En ocasión de la primera llamada de Perón, se produjo el milagro: descolgó el auricular y se bamboleó hacia delante.
–Hola –gritó con la boca pegada a la boquilla.
Se bamboleó hacia atrás, soltó el auricular, que quedó colgando del aparato, y siguió bamboleándose hasta el final del mostrador.
–¡Disante! –gritó– ¡Taléfono!
De Santis alzó las cejas y se señaló el pecho con el pulgar. No era de los que daban el número del bar para que los llamasen y, hasta donde yo sabía, jamás lo había hecho nadie.

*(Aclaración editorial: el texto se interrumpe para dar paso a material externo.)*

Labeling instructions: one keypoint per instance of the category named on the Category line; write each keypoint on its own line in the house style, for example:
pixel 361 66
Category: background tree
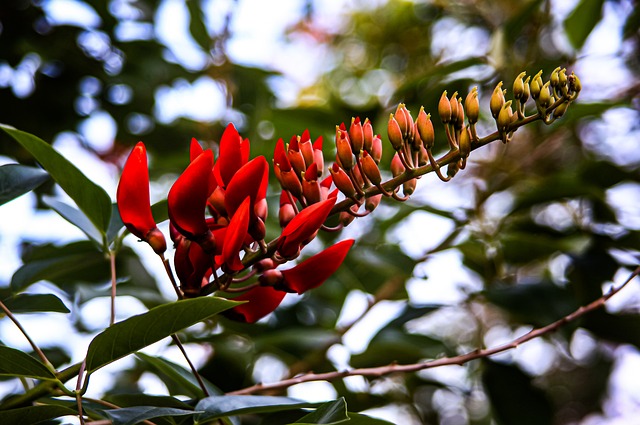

–¡Taléfono! –insistió Pablito Serún, ya casi desentendiéndose del asunto.
De Santis se puso de pie y atravesó el salón, mostrando su asombro a la concurrencia. Entonces Pablito agregó:
–¡Is Perón! ¡Queire hablar con vos o con Fríman!
De Santis se detuvo en seco y palideció. Más allá, pude ver como Friedman empezaba a temblar. Luego de un segundo de vacilación, De Santis bajó la vista y caminó en silencio hacia el mostrador mientras todos festejaban la insólita ocurrencia del borracho.